# Red Mallee



## Goldsbed (Nov 11, 2006)

Here is a Red Mallee Jr. Gent with a CA finish. Haven't made any pens in awhile gotta get busy turning some for Christmas presents. Comments are welcome.


----------



## Dario (Nov 11, 2006)

Very nice pen! [^]


----------



## JimGo (Nov 11, 2006)

Very pretty Dave!  Your finish looks great, and the fit looks pretty good, too.  The cap looks like you had some sanding issues (I have this a lot, otherwise I probably wouldn't have noticed) near the bushings, and that can be taken care of pretty easily with some sandpaper.  The only other nit that I see is that the cap seems to be fairly B2B, where the body seems to have a more pronounced curve to it.  In fact, the body looks like, at its widest point, it is almost as wide as the cap at the cap's widest point.  A slightly less pronounced "bulge" on the body would have given the pen a slightly more balanced appearance.  But, I gotta tell ya, I'm stretching to even find THIS to complain about!  Again, very nicely done!


----------



## johncrane (Nov 11, 2006)

gotta love red mallee very nice Dave.[]


----------



## Jim in Oakville (Nov 11, 2006)

Classic looking Jr. Gent, great shape, and a very exciting blank...well done![]


----------



## Rifleman1776 (Nov 11, 2006)

Very excellent. Where did you get the Red Mallee?


----------



## TBone (Nov 11, 2006)

Love the figure in that piece, sharp pen


----------



## Jim15 (Nov 11, 2006)

Beautiful pen, nice work.


----------



## kkwall (Nov 11, 2006)

Very nice pen.[8D] Great work.


----------



## gerryr (Nov 11, 2006)

Very nicely done.


----------



## Goldsbed (Nov 11, 2006)

Thanks for the comments. I got the Red Mallee from someone on eBay. I can't remember which seller, checked my account but it was to long ago. I really like the wood it has some pretty wild figure.


----------



## Rifleman1776 (Nov 12, 2006)

> _Originally posted by Goldsbed_
> <br />Thanks for the comments. I got the Red Mallee from someone on eBay. I can't remember which seller, checked my account but it was to long ago. I really like the wood it has some pretty wild figure.

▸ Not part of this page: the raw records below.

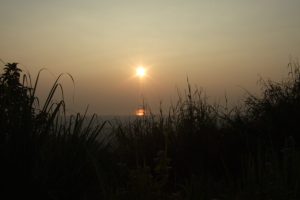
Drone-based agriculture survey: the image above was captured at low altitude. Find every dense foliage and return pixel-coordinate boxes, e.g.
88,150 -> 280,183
0,63 -> 300,200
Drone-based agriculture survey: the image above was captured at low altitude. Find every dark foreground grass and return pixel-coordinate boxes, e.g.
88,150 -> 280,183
0,63 -> 300,200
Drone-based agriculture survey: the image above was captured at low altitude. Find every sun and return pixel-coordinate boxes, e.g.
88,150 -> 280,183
135,66 -> 146,78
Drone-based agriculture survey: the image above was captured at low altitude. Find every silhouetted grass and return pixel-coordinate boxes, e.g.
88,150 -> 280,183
0,63 -> 300,199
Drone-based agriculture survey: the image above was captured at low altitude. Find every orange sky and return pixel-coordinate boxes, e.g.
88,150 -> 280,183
0,0 -> 300,115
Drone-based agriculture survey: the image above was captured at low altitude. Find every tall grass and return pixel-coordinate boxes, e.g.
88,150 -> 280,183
0,63 -> 118,199
0,63 -> 300,200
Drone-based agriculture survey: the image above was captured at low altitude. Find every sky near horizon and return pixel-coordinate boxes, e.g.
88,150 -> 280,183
0,0 -> 300,115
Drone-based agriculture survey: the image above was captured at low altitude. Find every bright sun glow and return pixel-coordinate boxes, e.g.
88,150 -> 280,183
135,66 -> 146,78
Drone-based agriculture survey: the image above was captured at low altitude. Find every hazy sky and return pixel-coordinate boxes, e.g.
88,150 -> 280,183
0,0 -> 300,114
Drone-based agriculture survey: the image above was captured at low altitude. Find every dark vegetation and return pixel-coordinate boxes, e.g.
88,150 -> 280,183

Thanks. Lee Trees sells it but the way their web site is set up it's hard to search all their big blanks.


----------



## kent4Him (Nov 12, 2006)

Very Nice.  I've had problems with red mallee.


----------



## Glenn McCullough (Nov 12, 2006)

Red mallee is just beautiful and you did it proud!


----------



## mick (Nov 12, 2006)

> _Originally posted by Rifleman1776_
> <br />
> 
> 
> ...



Frank I got some really pretty Red Mallee from a seller on eBay.
Here's the link to his store:

http://stores.ebay.com/The-Rivers-Edge-Exotics

I've gotten some very nice blanks from him in the past. His prices are reasonable and he ships very fast.


----------



## broitblat (Nov 12, 2006)

Beautiful work, and Red Mallee has always been one of my favorite woods.


----------



## NavyDiver (Nov 12, 2006)

Excellent work! Beautiful pen!


----------



## Rifleman1776 (Nov 13, 2006)

> _Originally posted by kent4Him_
> <br />Very Nice.  I've had problems with red mallee.



Please elaborate.


----------



## ctEaglesc (Nov 13, 2006)




----------



## tnhickoryknot (Nov 13, 2006)

Beautiful pen, I love the wood.[]


----------



## Skye (Nov 13, 2006)

Rarely do I not have a nit for a pen. I cant find one for this one. [:0]


----------



## Goldsbed (Nov 13, 2006)

> _Originally posted by mick_
> <br />
> 
> 
> ...


I've ordered pen blanks from the Rivers Edge a few times in the past. Can't say for sure but it's most likely were I got my Red Mallee from.


----------



## GBusardo (Nov 13, 2006)

> _Originally posted by JimGo_
> <br />Very pretty Dave!  Your finish looks great, and the fit looks pretty good, too.  The cap looks like you had some sanding issues (I have this a lot, otherwise I probably wouldn't have noticed) near the bushings, and that can be taken care of pretty easily with some sandpaper.  The only other nit that I see is that the cap seems to be fairly B2B, where the body seems to have a more pronounced curve to it.  In fact, the body looks like, at its widest point, it is almost as wide as the cap at the cap's widest point.  A slightly less pronounced "bulge" on the body would have given the pen a slightly more balanced appearance.  But, I gotta tell ya, I'm stretching to even find THIS to complain about!  Again, very nicely done!



I should hve these problems   []    Realy nice looking pen, great job!


----------